The lender said it focused on maintaining “the right” margins and quality, despite the ongoing competition.
New products and expansion of Virgin Money’s proposition helped offset some of the market pressure.
Direct customers now make up 13.3% of new mortgage applications up from 10.4% in the first half of 2017.
The lender said it also retained 72% of customers with maturing fixed rate or tracker mortgage products.
The launch of a portfolio landlord proposition, the extension of shared ownership, and new seven and 10-year fixed-rate products also expanded Virgin’s Money’s market reach.

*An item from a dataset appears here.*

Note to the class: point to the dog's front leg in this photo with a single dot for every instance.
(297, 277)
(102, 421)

As a result, the lender reported a mortgage pipeline of £2.2bn, compared to £1.4bn at year-end.
And mortgage balances in the first half grew by 1.2% to £34.1bn.
Mortgage approvals and housing supported by market
Virgin Money’s underlying profit before tax increased by 10% to £141.6m, from £128.6m a year earlier.

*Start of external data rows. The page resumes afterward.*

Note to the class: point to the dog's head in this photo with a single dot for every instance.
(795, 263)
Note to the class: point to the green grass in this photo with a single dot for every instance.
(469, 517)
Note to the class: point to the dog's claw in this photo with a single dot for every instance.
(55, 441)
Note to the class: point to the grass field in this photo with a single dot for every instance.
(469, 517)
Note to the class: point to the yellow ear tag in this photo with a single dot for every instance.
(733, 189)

In a results statement, Virgin Money said: “We continued to invest in the mortgage franchise to deliver new products, support our intermediary partners and develop our customer proposition, all within our existing portfolio risk appetite.
“This enabled us to optimise margins and mitigate some of the competitive pressures in the mortgage market.”
The lender said the strength of the UK labour market, wage growth and ongoing low mortgage rates continued to underpin mortgage approvals and the housing market.
In June, Virgin Money agreed to a £1.7bn takeover by Clydesdale and Yorkshire Bank owner CYBG.
Jayne-Anne Gadhia, chief executive said: “I am delighted to report that our customer-focused strategy of growth, quality and returns continued to drive strong financial and operational performance during the first half of the year.
“The recommended offer made by CYBG for Virgin Money in June reflects confidence in our strategy, our track record of delivery and the complementary models of the two businesses and will accelerate the delivery of our strategic objectives,” she added.